How to Properly Plan JVM Performance Tuning

  • Understand the JVM garbage collector
  • Be familiar with the common tools for JVM performance monitoring
  • Have the ability to read GC logs
  • Perform tuning only when necessary and practical (JVM performance tuning cannot solve all performance problems)
  • General procedures of JVM tuning
  • Key performance metrics of JVM tuning
  • Important JVM tuning principles
  • Tuning policies and examples

Performance Tuning Layers

To improve the system performance, we need to optimize the system from various perspectives and layers. The following are the layers to be optimized.

JVM Tuning Procedure

The final goal of tuning is to make an application have a larger throughput at the lowest cost of hardware consumption. JVM tuning is no exception. JVM tuning mainly involves optimizing the garbage collector for better collection performance so that applications running on VMs can have a larger throughput while using less memory and experiencing lower latency. Note that less memory/lower latency does not necessarily mean that the less/lower the memory/latency is, the better the performance is. It is about the optimal choice.

Performance Metrics

To find and evaluate performance bottlenecks, we need to know some definitions of performance metrics. For JVM tuning, we need to know the three following definitions and use these metrics as our base of evaluation:

  • Throughput: It is one of the important metrics. Throughput refers to the highest possible performance that the garbage collector allows applications to achieve, without considering the pause time or memory consumption caused by garbage collection.
  • Latency: Latency measures how much pause time resulting from garbage collection is reduced to avoid application vibrations during the running process.
  • Memory usage: It refers to the amount of memory required for the garbage collector to run smoothly.

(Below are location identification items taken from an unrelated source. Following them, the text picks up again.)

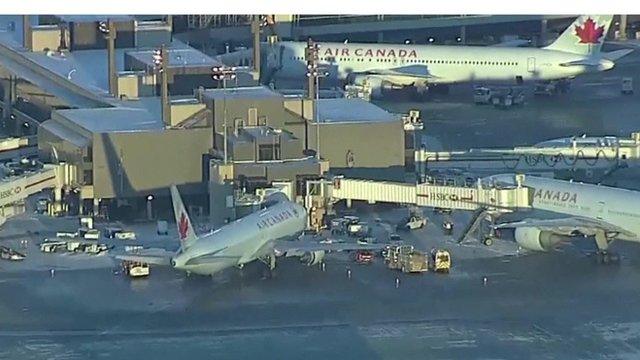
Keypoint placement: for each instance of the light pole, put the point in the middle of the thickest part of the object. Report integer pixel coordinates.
(316, 74)
(221, 74)
(149, 208)
(161, 62)
(108, 30)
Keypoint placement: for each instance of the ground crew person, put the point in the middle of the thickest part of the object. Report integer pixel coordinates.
(447, 227)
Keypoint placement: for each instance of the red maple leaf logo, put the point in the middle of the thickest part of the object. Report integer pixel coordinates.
(183, 226)
(589, 32)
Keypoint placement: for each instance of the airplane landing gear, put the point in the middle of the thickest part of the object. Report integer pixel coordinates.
(270, 264)
(603, 255)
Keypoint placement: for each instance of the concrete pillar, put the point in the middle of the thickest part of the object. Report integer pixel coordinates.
(6, 100)
(543, 32)
(164, 87)
(623, 27)
(170, 24)
(255, 32)
(111, 54)
(26, 31)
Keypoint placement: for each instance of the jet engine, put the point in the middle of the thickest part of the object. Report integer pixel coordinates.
(375, 83)
(532, 238)
(312, 258)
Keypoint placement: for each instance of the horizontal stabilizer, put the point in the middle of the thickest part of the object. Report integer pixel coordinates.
(615, 55)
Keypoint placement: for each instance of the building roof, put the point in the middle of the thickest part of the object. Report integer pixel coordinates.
(249, 92)
(343, 110)
(115, 119)
(180, 55)
(260, 134)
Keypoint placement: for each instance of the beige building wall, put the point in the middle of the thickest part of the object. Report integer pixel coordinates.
(134, 163)
(46, 37)
(373, 145)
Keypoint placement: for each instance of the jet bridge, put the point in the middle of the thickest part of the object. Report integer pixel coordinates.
(15, 189)
(441, 196)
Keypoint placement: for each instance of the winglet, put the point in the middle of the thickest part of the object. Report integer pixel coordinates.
(185, 228)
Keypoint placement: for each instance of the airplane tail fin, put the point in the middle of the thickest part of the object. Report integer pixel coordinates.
(185, 228)
(585, 36)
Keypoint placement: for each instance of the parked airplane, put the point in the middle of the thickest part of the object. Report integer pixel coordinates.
(604, 212)
(385, 66)
(259, 236)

Performance Tuning Principles

During the tuning process, the three following principles can help us implement easier garbage collection tuning to meet desired application performance requirements.

  • Minor GC collection principle: Each time Minor GC should collect as many garbage objects as possible to reduce the frequency of Full GC for an application.
  • GC memory maximization principle: When solving throughput and latency problems, the larger the memory used by the garbage collector, the more efficient the garbage collection and the smoother the application.
  • GC tuning “two out of three” principle: We should only tune two of the three performance attributes instead of all the three attributes: throughput, latency, and memory usage.

Performance Tuning Procedure

Determine Memory Usage

Before determining the memory usage, we need to know two things:

  1. Application operation phases
  2. JVM memory allocation

Operation Phase

I divide the operation of an application into the three following phases:

  • Initialization: A JVM loads an application and initializes the main modules and data of the application.
  • Stability: The application has been running for a long time and has received a stress test. Each performance parameter is in the stable state. The core functions have been executed and warmed up by using JIT compilation.
  • Summary: In the final summary phase, some benchmark tests are conducted to generate corresponding reports. We do not have to pay attention to this phase.

JVM Memory Allocation and Parameters

Calculate the Size of the Active Data

To calculate the size of the active data, follow these procedures:

  • Instead of setting start-up parameters manually, use the default JVM parameters when performing the test.
  • Make sure that the application is in the stable state when Full GC occurs.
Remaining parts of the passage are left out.